Historia
Cuando se formaron los Pirineos y el Macizo Central hace dos millones de años, los ríos Dordoña y Garona arrastraron a su paso sendos depósitos aluviales que acabarían confluyendo.
A lo largo de los siglos, esta unión ideal de fuerzas creó suelos de grava, depositados aquí como en ningún otro lugar. Esos suelos que se remontan a la era cuaternaria han hecho de Pauillac un terroir mítico capaz de soportar las condiciones más extremas, incluso en estos tiempos de cambio climático.
Sus gravas y arcillas regulan el agua que inunda o se escurre, absorbiendo, empapando, sosteniendo, apretando o aflojando, aliviando y liberando, para nutrir, sin excesos, el suelo del que forma parte.
Hace cuatrocientos años, los agricultores ya sabían que, a pocos pasos, el subsuelo era diferente y que, un poco más allá, su textura era más ligera e incluso más fina. Es precisamente ahí donde se formó una colina (a la que los lugareños llamaban «La Hite» en su dialecto gascón) y que más tarde dio nombre a Lafite.
Con el paso de los años, la casa que mira a esta colina se hizo más grande y una enredadera de glicinas trepó por sus muros para ver pasar a generaciones de familias para las que la conservación de este ecosistema siempre ha sido la máxima prioridad.

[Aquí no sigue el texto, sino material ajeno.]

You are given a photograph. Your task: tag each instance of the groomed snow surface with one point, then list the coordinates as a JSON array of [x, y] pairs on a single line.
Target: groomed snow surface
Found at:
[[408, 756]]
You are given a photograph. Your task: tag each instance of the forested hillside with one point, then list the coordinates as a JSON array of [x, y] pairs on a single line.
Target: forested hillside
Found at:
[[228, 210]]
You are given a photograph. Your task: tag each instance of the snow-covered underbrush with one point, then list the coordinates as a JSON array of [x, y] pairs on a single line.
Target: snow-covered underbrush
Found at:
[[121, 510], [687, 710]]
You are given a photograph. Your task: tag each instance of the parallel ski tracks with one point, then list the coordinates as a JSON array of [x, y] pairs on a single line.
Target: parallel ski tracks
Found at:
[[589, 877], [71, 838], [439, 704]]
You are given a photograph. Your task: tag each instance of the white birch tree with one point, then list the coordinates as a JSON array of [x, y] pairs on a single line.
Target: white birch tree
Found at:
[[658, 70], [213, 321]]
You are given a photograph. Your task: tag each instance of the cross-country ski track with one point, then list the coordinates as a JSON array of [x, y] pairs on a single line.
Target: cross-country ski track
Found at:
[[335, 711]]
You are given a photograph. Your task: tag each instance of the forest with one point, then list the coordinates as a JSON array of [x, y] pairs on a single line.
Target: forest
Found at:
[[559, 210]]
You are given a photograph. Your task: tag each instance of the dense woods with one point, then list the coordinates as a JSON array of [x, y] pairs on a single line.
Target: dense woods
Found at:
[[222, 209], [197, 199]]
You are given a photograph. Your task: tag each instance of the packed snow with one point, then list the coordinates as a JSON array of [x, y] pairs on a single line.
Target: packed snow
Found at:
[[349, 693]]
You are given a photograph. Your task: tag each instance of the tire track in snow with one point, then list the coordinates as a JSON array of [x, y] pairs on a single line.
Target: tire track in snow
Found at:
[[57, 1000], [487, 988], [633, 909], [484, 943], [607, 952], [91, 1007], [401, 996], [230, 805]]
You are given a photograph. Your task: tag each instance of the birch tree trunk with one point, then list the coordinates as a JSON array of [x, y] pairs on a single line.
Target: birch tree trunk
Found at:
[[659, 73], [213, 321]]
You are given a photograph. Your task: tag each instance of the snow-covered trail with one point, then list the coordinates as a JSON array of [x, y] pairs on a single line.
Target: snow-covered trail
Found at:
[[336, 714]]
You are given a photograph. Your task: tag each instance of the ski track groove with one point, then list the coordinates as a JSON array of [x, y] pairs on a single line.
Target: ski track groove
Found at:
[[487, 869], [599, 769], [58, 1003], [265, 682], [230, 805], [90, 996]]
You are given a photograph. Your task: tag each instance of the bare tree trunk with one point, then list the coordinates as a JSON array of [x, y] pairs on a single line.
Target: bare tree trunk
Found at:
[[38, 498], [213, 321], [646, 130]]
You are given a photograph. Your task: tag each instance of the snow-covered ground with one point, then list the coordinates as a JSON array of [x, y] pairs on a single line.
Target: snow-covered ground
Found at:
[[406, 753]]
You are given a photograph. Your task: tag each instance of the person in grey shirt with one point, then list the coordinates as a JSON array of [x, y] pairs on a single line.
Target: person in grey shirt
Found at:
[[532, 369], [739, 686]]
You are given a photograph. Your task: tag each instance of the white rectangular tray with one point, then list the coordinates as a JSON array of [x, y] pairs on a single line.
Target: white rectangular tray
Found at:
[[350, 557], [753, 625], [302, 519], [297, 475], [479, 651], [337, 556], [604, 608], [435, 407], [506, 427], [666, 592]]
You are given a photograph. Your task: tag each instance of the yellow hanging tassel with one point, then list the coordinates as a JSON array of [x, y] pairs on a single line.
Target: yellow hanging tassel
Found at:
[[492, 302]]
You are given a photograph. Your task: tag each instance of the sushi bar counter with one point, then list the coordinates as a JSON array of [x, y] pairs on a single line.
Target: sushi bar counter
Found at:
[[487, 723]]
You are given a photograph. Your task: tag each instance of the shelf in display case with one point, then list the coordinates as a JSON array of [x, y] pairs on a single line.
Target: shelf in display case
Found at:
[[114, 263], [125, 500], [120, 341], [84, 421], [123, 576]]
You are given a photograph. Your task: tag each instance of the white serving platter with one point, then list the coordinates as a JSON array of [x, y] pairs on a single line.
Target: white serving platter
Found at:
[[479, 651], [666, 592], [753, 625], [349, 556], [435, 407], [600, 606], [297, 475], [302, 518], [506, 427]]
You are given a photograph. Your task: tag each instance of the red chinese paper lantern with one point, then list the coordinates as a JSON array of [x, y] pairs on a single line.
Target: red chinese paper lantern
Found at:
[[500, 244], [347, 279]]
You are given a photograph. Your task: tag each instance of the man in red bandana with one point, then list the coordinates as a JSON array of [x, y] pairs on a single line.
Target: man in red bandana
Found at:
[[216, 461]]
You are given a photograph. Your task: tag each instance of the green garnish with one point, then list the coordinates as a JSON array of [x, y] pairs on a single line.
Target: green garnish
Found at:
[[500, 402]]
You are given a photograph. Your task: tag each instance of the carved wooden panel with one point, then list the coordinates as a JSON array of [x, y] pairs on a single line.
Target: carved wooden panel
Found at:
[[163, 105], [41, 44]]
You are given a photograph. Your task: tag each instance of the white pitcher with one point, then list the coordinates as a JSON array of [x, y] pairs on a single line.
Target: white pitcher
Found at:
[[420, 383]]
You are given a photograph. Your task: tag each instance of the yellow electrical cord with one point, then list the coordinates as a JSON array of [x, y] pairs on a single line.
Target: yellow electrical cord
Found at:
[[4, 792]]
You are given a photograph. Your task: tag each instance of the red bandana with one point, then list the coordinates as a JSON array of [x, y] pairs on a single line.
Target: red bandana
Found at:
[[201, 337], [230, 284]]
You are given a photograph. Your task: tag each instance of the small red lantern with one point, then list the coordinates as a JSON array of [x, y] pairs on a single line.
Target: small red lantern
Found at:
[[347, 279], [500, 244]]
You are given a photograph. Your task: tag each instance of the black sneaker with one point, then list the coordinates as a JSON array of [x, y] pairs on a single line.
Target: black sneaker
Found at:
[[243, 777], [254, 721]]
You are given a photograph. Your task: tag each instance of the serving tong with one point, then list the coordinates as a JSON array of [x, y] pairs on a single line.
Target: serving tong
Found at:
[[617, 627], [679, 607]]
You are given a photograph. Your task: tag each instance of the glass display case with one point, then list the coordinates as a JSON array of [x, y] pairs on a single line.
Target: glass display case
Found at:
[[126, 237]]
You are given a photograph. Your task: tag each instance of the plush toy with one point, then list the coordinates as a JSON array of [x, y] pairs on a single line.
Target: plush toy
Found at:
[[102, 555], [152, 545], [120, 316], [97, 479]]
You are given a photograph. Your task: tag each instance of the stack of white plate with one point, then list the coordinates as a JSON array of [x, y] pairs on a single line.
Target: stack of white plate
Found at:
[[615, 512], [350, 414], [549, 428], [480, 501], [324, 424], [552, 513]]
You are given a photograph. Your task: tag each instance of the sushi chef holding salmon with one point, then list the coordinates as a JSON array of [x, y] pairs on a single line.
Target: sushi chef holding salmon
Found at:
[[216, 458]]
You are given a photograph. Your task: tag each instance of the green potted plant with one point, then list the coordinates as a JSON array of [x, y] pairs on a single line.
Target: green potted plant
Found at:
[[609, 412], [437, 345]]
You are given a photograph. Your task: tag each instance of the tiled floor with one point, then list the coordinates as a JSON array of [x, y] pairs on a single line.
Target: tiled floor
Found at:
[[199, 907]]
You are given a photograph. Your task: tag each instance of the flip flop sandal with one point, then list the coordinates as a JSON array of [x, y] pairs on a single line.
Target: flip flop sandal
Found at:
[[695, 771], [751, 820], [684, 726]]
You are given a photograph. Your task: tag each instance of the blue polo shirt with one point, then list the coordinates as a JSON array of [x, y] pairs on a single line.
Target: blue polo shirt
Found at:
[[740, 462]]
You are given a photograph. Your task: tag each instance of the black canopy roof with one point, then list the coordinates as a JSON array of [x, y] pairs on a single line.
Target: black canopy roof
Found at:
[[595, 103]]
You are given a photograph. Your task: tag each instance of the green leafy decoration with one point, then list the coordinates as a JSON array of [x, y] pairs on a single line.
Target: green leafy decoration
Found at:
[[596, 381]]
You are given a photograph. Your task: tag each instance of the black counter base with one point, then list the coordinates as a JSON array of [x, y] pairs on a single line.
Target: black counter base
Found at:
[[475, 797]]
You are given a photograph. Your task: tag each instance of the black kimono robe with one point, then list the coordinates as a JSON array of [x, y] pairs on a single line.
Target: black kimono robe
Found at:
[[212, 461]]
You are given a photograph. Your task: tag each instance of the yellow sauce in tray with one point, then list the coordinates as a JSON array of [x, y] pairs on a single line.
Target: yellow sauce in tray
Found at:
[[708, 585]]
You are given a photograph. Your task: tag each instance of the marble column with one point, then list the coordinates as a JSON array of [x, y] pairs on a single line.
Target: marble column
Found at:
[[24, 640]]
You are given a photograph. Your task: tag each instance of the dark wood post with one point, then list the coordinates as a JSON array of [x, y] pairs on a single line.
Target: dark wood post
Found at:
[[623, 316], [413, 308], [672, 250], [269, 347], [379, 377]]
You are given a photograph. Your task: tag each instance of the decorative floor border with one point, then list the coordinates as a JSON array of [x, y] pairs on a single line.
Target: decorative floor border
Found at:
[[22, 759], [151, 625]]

Hace ciento cincuenta años, la baronesa Betty, esposa del barón James, plantó los enormes robles que separan sus viñedos de los humedales. Ellos, sus hijos y nietos, así como las familias de viticultores que se unieron a ellos, trabajaron con precisión para proteger esta composición absoluta que la naturaleza les legó. Pusieron un inmenso cuidado en preservar este microcosmos formado por bosques y humedales, por fauna y flora, en cuyo corazón florecen, en esta ósmosis casi salvaje, las vides de Château Lafite Rothschild.